Wenn jemand das sagt, meint er oder sie in der Regel: „Ich wurde benachteiligt oder schlecht behandelt!“

Lesben, Schwule, Bisexuelle und Trans*Menschen (LSBT) erleben sehr unterschiedliche Situationen als diskriminierend: das kann die ausgebliebene Beförderung sein, die Schikane des Wohnungsnachbarn oder der Eindruck, man sei als gleichgeschlechtliches Paar oder Trans*Mensch im Lokal nicht erwünscht. Diskriminierung, das sind aber auch Witze, abwertende Bemerkungen, eine offensichtliche oder verdeckte Behinderung bei der Ausübung der Arbeit oder sogar körperliche oder sexualisierte Gewalt.

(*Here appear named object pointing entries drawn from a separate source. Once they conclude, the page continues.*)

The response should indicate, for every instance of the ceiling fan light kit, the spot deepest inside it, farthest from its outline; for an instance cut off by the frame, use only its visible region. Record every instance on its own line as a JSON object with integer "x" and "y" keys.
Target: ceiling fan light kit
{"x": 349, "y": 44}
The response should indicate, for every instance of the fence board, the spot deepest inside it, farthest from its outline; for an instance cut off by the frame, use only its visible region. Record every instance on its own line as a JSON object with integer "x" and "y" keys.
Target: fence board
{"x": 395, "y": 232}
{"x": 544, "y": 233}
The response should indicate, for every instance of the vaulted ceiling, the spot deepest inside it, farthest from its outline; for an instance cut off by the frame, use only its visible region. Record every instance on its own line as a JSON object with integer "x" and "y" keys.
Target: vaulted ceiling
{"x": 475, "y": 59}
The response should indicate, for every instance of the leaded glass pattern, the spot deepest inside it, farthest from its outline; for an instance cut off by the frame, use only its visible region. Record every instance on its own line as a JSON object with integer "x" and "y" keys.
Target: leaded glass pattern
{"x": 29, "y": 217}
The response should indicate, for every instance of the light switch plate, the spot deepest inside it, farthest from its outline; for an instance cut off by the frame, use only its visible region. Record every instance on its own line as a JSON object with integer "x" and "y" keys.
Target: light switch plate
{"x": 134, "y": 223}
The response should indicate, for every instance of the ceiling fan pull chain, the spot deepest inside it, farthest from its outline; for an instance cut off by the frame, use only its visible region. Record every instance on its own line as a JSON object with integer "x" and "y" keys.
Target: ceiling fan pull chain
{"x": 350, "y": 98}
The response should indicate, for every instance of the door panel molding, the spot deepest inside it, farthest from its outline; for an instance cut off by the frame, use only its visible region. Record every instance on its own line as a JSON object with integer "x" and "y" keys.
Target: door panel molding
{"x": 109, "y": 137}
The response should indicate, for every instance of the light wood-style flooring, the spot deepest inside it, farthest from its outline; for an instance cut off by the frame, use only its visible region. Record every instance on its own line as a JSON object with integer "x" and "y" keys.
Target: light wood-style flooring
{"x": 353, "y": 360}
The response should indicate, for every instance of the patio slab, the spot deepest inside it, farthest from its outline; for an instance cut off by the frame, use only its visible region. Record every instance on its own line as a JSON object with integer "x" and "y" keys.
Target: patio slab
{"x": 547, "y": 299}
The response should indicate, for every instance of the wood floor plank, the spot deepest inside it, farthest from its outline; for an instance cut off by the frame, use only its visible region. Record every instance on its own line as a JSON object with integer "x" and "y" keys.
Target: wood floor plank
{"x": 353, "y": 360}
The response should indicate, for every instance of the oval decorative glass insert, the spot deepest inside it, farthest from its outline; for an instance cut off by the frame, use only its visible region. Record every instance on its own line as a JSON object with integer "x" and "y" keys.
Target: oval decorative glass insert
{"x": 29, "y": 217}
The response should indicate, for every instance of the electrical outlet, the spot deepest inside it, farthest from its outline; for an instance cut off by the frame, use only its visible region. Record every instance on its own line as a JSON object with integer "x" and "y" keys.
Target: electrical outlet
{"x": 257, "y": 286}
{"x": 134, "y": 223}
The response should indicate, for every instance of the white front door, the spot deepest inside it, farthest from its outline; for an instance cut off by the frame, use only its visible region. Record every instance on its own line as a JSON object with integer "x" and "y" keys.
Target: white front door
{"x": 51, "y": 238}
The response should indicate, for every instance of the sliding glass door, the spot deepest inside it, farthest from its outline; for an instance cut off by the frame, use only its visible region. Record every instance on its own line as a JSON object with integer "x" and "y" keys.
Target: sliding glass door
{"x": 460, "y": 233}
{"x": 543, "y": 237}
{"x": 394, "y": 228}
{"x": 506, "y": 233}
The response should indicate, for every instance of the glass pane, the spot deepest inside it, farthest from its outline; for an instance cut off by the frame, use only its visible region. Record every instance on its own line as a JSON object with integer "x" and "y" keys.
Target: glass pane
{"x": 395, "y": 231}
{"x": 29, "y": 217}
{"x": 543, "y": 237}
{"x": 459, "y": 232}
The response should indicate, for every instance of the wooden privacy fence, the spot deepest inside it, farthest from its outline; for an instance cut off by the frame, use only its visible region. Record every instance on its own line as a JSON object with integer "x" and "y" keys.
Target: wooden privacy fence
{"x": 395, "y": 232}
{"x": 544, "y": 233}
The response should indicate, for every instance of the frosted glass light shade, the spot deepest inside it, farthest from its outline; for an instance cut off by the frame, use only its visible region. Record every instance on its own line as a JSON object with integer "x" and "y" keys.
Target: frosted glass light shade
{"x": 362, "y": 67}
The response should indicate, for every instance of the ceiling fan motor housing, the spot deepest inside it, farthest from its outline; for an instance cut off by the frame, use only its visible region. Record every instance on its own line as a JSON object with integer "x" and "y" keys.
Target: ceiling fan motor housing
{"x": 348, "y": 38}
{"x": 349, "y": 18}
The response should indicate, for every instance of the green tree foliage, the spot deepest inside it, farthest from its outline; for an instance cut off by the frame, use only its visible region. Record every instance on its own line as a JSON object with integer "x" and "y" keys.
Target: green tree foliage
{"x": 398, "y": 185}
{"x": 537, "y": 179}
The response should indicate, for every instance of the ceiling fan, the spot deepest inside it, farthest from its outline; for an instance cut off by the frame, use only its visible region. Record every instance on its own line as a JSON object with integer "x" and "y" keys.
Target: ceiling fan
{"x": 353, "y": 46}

Nicht immer ist dabei klar, ob Vorurteile gegenüber Lesben, Schwulen, Bisexuellen oder Trans*Menschen der Grund für die Diskriminierung sind oder andere Merkmale, die eine Person ausmachen: die Hautfarbe, der Name, das Geschlecht, das Alter, eine Behinderung oder die soziale Herkunft.

Wer sich diskriminiert fühlt, findet Beratung und Unterstützung in Beratungsstellen für Lesben, Schwule, Bisexuelle und Trans*Menschen und Antidiskriminierungsbüros. Hilfe.

Neue rechtliche Möglichkeiten, sich gegen Diskriminierung zu wehren, gibt es seit 2006 mit dem Allgemeinen Gleichbehandlungsgesetz (AGG).Ziel des Gesetzes ist es, Benachteiligungen aufgrund der ethnischen Herkunft oder der Hautfarbe, des Geschlechts, der Religion oder der Weltanschauung, einer Behinderung, des Alters oder der sexuellen Identität zu verhindern oder zu beseitigen.

Das Gesetz soll vor allen Dingen vor Diskriminierung am Arbeitsplatz schützen. Auch für Alltagsgeschäfte wie Einkäufe, Gaststätten- oder Diskothekenbesuche, Wohnungssuche sowie Versicherungs- und Bankgeschäfte gilt unter bestimmten Bedingungen ein Diskriminierungsschutz.